Camera glasses decent but not stylish
Pivothead’s Durango high-definition, hands-free glasses wouldn’t be out of place next to comic book mail-order ads for exploding bubble gum or kung fu sandals, but they’re actually a decent alternative to other point-of-view cameras.
There’s just one hitch. They’re not stylish, no sir, unless odd, bulky, Oakley knock-offs are your style. Suave looks, it would seem, were trumped by the need to accommodate a lens, charging system and other assorted gadgetry necessary to make a wearable, (somewhat) inconspicuous, camera-cum-sunglasses system.
On the other hand, these glasses seem well built.
And all joking aside, it’s obvious the Durangos and other models — there are four in total and a variety of lenses — are made more for the sportsman and less for the fashionista. Despite their cumbersome appearance, they’re not heavy feeling or uncomfortable to wear.

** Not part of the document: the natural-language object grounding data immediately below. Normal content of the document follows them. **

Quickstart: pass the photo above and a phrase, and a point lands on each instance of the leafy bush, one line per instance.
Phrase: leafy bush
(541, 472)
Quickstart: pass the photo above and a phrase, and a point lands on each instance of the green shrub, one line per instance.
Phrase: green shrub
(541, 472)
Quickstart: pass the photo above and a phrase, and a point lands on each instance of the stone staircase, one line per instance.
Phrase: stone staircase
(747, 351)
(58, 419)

All models retail for $350.
The frame is covered in a matte-black, soft-touch, grippable, rubberized material with impact-resistant lenses. It also flexes to a degree, which should help in the event of a fall or mishap.

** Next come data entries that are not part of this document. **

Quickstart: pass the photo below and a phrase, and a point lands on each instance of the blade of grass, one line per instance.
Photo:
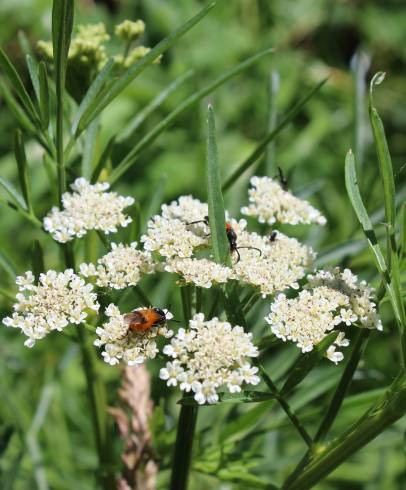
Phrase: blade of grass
(89, 99)
(22, 167)
(104, 158)
(121, 83)
(221, 249)
(43, 95)
(150, 137)
(262, 146)
(362, 215)
(18, 86)
(139, 119)
(89, 149)
(62, 24)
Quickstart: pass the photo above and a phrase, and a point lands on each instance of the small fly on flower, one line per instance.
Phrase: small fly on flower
(231, 237)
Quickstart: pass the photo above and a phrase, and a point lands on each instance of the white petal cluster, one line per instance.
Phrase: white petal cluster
(201, 272)
(280, 265)
(88, 207)
(131, 347)
(330, 298)
(58, 299)
(270, 203)
(210, 355)
(171, 235)
(120, 268)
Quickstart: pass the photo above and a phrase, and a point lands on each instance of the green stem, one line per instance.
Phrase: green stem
(183, 447)
(343, 385)
(387, 410)
(284, 404)
(97, 398)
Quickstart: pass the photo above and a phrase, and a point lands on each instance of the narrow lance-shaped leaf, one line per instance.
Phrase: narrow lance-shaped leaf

These glasses can probably take a knock or two, but wouldn’t hold up to constant abuse or extended use in wet or moist environments.
The left arm is home to a top-mounted rocker switch. Press forward for video, back for still image capture.

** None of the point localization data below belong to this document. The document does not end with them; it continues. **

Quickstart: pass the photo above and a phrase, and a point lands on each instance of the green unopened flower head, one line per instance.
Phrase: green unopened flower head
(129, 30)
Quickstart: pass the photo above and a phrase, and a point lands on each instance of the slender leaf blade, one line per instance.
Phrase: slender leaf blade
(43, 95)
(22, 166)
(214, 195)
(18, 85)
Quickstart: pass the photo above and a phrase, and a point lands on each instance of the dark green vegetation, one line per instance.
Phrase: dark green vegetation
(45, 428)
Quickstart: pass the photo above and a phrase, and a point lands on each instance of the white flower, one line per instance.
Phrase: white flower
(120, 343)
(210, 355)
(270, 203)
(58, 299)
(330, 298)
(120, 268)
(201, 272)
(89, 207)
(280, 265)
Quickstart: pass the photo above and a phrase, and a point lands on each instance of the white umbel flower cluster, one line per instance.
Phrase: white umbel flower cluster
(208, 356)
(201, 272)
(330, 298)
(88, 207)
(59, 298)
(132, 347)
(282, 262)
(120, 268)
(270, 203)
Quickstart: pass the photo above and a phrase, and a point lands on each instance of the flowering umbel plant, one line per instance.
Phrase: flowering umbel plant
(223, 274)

Relatively straightforward, right?
Press forward for about four seconds to change video capture modes (1080p at 30 frames per second, 720p at 30 or 60 frames per second). Press the rear toggle to cycle through focus modes (fixed, continuous and auto). The mode you’ve selected is indicated by three small LEDs located on the inside of the arm, but they’re difficult to decipher without a crib sheet nearby.
A power switch is located on the bottom of the same left arm, as is a micro-USB port that functions as a charger and a computer connection that you can use to offload files from Durango’s eight gigabytes of onboard storage, enough for about an hour of 1080p video.
Between the lenses and above the user’s nose is the (ahem) focal point of the product, a slightly recessed, four-element lens with a 75-degree field of view that works with an eight-megapixel Sony CMOS sensor.
Image quality is fairly decent considering the size of the device, nearly on par with other wearable cameras like the the GoPro HD, but not quite as good, especially in more adverse lighting conditions.
There’s a very noticeable lag in the camera’s exposure adjustment when transitioning from light to dark and vice versa.
Audio performance isn’t great, but no worse than expected for a camera in a pair of sunglasses.
Still images can be captured in a resolution of three, five, or eight megapixels in bursts of up to 16 consecutive frames. Like video mode, image quality is decent in good light conditions, comparable to a late-model smartphone.
In order to access and control some of the Durango’s features like a macro mode and various exposure settings, the glasses have to be connected to a computer, Mac or Windows, using the included Pivothead software.
Pick your settings judiciously though because once the glasses are disconnected, the settings will stick until you can reconnect to change them again. This issue can be remedied by purchasing the $99 Air Pivothead Wi-Fi transmitter, which can charge the glasses on the go, offload files and allow the user to adjust settings using an iOS or Android device.
Christian Laforce is a photographer for The Chronicle Herald.